Cuproptosis-related lncRNA signature as an independent prognostic factor in patients with LUAD and LUSC
To determine if the cuproptosis-related lncRNA signature may serve as an independent predictor of the survival of patients with lung cancer, univariate (Fig. 4A) and multivariate (Fig. 4B) analyses of the risk score, OS and other clinical indicators were performed (Table 3). The results of multivariate analysis performed on the entire set suggested that the risk score and T stage may act independently as prognostic indicators for patients with lung cancer (P < 0.05). Furthermore, the accuracy of the cuproptosis-related lncRNA signature was examined using time-dependent ROC curves (Fig. 4C). The under regions of the training set for 1-year, 3-year and 5-year survival were 0.704, 0.700 and 0.725, respectively, demonstrating the potential predictive value of the cuproptosis-related lncRNA signature for patients with lung cancer. Additionally, using the data from the validation set (Fig. 4D) and the complete set, similar ROC curves were created (Fig. 4E).
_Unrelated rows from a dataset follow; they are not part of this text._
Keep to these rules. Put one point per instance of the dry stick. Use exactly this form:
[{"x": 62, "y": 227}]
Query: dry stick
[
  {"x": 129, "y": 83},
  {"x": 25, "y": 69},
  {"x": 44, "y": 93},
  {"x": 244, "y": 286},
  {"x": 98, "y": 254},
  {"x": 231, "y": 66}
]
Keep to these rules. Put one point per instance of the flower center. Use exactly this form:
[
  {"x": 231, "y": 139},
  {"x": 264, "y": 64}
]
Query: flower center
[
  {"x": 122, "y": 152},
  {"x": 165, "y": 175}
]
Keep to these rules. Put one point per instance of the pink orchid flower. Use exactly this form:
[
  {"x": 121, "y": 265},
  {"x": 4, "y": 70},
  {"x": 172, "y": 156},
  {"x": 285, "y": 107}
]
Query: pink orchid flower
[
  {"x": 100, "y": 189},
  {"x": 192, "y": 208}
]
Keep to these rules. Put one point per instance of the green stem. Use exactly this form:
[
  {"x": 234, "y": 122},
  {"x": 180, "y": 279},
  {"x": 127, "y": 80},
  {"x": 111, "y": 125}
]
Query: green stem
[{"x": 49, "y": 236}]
The present study also compared the predictive ability of the risk score with the other clinical characteristics in the training set (Fig. 4F), validation set (Fig. 4G) and entire set (Fig. 4H) using ROC curves. The under areas of the risk score were larger than those of the other clinical factors in the different sets. The c-index of the risk score was greater than that of the other clinical factors (Fig. 5C). In order to produce a precise tool to assess the survival of patients with lung cancer, a nomogram was also created in line with the risk score and the aforementioned clinicopathological indicators (Fig. 5A). In particular, the calibration curves of the prognostic nomogram indicated that the predicted and actual survival rates at 1, 3 and 5 years were generally consistent (Fig. 5B). The cuproptosis-related lncRNA signature had a high level of predictive power according to all results.
Table 3.
Characteristics | Univariate analysis | Multivariate analysis | ||||||
---|---|---|---|---|---|---|---|---|
HR | HR.95L | HR.95H | P-value | HR | HR.95L | HR.95H | P-value | |
Age | 1.010813793 | 0.998054561 | 1.02373614 | 0.097013304 | 1.011886345 | 0.998953982 | 1.024986128 | 0.071782626 |
Gender | 1.178261447 | 0.930052697 | 1.492711157 | 0.174098951 | 1.105180074 | 0.869617581 | 1.404551866 | 0.413524318 |
Stage | 1.412311364 | 1.254116096 | 1.590461518 | 1.23E-08 | 1.048298253 | 0.785299793 | 1.39937542 | 0.748933339 |
T stage | 1.388384222 | 1.207014884 | 1.59700661 | 4.34E-06 | 1.242539912 | 1.033986625 | 1.493158032 | 0.020531819 |
M stage | 1.984910983 | 1.214435109 | 3.244201011 | 0.006237697 | 1.807612299 | 0.871839952 | 3.747777578 | 0.111540311 |
N stage | 1.412365976 | 1.218044459 | 1.637688703 | 4.84E-06 | 1.212805299 | 0.931835268 | 1.578494337 | 0.151314554 |
Risk score | 1.578316247 | 1.398413772 | 1.78136273 | 1.46E-13 | 1.503379388 | 1.331555912 | 1.697374901 | 4.57E-11 |
HR hazard ratio.
Predictive ability of the cuproptosis-related lncRNA signature in different clinical subgroups
To explore if the predictive ability of the cuproptosis-related lncRNA signature could be affected by clinical factors, three common clinical characteristics (stage, age and sex) were selected as criteria to divide patients into different subgroups (stage I-II and III-IV; age < 65 and ≥ 65 years; female and male; LUAD and LUSC). The findings showed that all subgroups of high-risk patients had worse OS (P < 0.05; Fig. 6A–H), which illustrated that the predictive ability of the present signature was stable in all these subgroups. PCA was used to detect the grouping ability of the cuproptosis-related lncRNA signature. According to all genes (Fig. 6I), cuproptosis-related genes (Fig. 6J) and cuproptosis-related lncRNAs (Fig. 6K), no significant differences were found. However, the high- and low-risk patients could be successfully differentiated by 8 cuproptosis-related lncRNAs (Fig. 6L). Therefore, the cuproptosis-related lncRNA signature could classify high-risk patients with lung cancer in different clinical factor subgroups.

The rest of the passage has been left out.